By Musculoskeletal Physiotherapist |
Proprioceptive Neuromuscular Facilitation stretching, or PNF, is an extremely effective stretching technique designed to rapidly increase the length of sarcomeres within targeted muscles.
Although the name makes the technique sound complicated, it is relatively easy to put into practice and can bring about significant benefits in both rehabilitative and competitive settings.
What is PNF Stretching?
Muscles are plastic by nature, meaning that they can change length and size dependent on the demands placed upon them. A muscle that is repeatedly pumped without any real stretching can become chronically shortened, leading to a feeling of tightness and increased likelihood of being pulled during rapid movements. Think: hamstring injuries and footballers.
However, adding in just several minutes of PNF stretching each week for muscle groups susceptible to tightness can reduce this side effect of hard training and allow suppleness to be maintained whilst also reducing the risk of future injuries.
There is also evidence to show that, if performed after exercise, PNF stretching has the potential to increase power output and athletic performance (Bradley et al., 2007; Marek et al., 2005; Mikolajec et al., 2012), and this benefit can be maintained with just 2 sets of PNF stretching each week.
How Does PNF Stretching Work?
There are several proposed mechanisms as to how PNF stretching helps to increase flexibility. One of these is termed autogenic inhibition, and this is the process by which a prolonged muscular contraction in the PNF technique causes inhibition to the excitability of the nerves supplying the target muscle, which causes the target muscle to relax and allow a greater stretch (Hindle et al., 2012).
It is also worth noting that although there are some claims in the literature suggesting that stretching pre-exercise slightly decreases power output (Marek et al., 2005), the reported power deficits returned to normal levels 15 minutes after stretching (Bradley et al., 2007) and there has been shown to be absolutely no long-term decrease in strength from this stretching technique (Yuktasir et al., 2009). So in summary, avoid this stretching technique 15 minutes prior to exercise or an athletic event but otherwise, you’re good to go!
PNF Stretching Exercises
For this article, I will describe one type of PNF stretching (called contract-relax PNF) for 4 muscle groups that I find are often tight in the athletic population. These muscle groups are the hamstrings, quadriceps, calves and pectorals.
You’ll need a partner for this one!
Lie on your back on a bench or bed and have your partner raise the leg to be stretched upon their shoulder. Make sure the knee remains locked straight. Have your partner slowly lift the leg up to the point where you feel tightness in the hamstrings. Hold this position for 20-seconds to allow your muscles to relax into the stretch.
? Then, with around 50% of your maximum effort, press your leg down into your partners shoulder. They are to keep the leg in a static position while you press down for 7 seconds.
? At the end of the 7 second contraction, relax your leg, take a deep breath, and allow your partner to (gently!) increase the stretch on your leg by a few centimetres.
? Hold this new position for 20 seconds, then repeat the process up to 4 times.
Lay on your front with a pillow under the knee of the leg to be stretched. Pulling on a towel around your ankle to help increase the stretch, bend your knee as far as you can. When you feel the stretch on the front of your thigh, hold this position for 20 seconds.

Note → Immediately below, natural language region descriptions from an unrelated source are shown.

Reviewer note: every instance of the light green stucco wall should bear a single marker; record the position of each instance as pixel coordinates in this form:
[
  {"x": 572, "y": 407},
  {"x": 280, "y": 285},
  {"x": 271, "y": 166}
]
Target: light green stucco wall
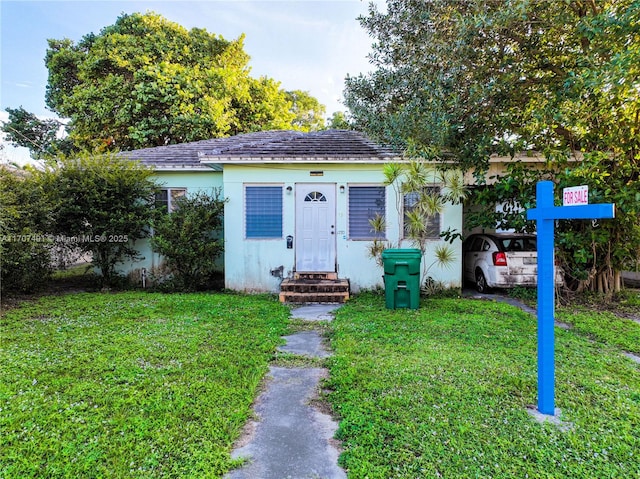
[
  {"x": 193, "y": 181},
  {"x": 248, "y": 262}
]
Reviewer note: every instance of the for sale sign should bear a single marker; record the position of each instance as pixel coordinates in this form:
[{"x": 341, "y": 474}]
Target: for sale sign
[{"x": 576, "y": 195}]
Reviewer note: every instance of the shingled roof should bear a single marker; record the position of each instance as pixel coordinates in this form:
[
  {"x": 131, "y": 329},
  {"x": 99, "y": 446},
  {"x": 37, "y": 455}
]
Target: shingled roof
[{"x": 267, "y": 146}]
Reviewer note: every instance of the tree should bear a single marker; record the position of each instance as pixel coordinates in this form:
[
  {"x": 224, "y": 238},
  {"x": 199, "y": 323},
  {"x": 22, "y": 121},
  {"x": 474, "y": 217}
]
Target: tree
[
  {"x": 309, "y": 113},
  {"x": 190, "y": 240},
  {"x": 101, "y": 204},
  {"x": 339, "y": 121},
  {"x": 25, "y": 259},
  {"x": 458, "y": 81},
  {"x": 40, "y": 136},
  {"x": 145, "y": 81}
]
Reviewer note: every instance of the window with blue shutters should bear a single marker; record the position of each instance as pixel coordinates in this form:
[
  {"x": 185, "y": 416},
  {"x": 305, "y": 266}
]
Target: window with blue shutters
[
  {"x": 365, "y": 203},
  {"x": 263, "y": 212}
]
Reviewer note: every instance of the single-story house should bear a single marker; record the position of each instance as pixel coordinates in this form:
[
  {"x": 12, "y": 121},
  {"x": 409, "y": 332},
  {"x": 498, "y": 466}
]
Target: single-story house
[{"x": 298, "y": 206}]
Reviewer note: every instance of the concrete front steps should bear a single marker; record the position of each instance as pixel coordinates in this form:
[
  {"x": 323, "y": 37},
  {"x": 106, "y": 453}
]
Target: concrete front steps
[{"x": 314, "y": 288}]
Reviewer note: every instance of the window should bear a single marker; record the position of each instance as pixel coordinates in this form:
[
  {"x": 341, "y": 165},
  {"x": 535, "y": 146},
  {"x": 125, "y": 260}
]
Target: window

? Then, at 50% of your effort, attempt to straighten your leg for 7 seconds. Make sure your leg doesn’t change position by resisting the motion by pulling the towel.

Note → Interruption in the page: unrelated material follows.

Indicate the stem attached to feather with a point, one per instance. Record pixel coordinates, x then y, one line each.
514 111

? At the end of 7 seconds, relax, take a deep breath, and increase the stretch. Hold this new position for 20 seconds, and repeat up to 4 times.
You can perform this one either with a partner or by using a strong towel or belt.
Remember there is a lot of power in your calf so if you’re using a partner make sure they brace themselves.
You can perform this action either with the knee straight (emphasis on gastrocnemius) or with the knee slightly bent (emphasis on soleus).
? Sit with your knee in the chosen position.
Option if you can’t reach your toes: Wrap a towel around your forefoot and pull back as if you were trying to pull your toes up towards you. When you feel a stretch in the calf, hold for 20 seconds.
? Then, at 50% of your max effort, push against the towel with your foot and hold for 7 seconds. At the end of the 7 seconds, relax, and increase the stretch.
? Hold this new position for 20 seconds, then repeat up to 4 times.
You’ll need a partner for this one too!
? Sit upright on a bench and clasp your fingers behind your head. Have your partner stand close behind you and pull your elbows back by locking their elbows over yours as shown in the picture. Hold this stretch for 20 seconds.
? Then, at 50% of your effort, contract as if you were trying to bring your elbows together and hold for 7 seconds. At the end of the 7 seconds, relax, take a deep breath, and breathe out as your partner increases the stretch.
? Hold this new position for 20 seconds and then repeat up to 4 times.
Take Home Message
So that’s a basic idea as to how to perform one kind of PNF stretching on several muscle groups that are commonly tight in the training population.
With these basic principles and a bit of creativity, this method can be applied to just about any muscle group in the body. Now go and stretch yourself!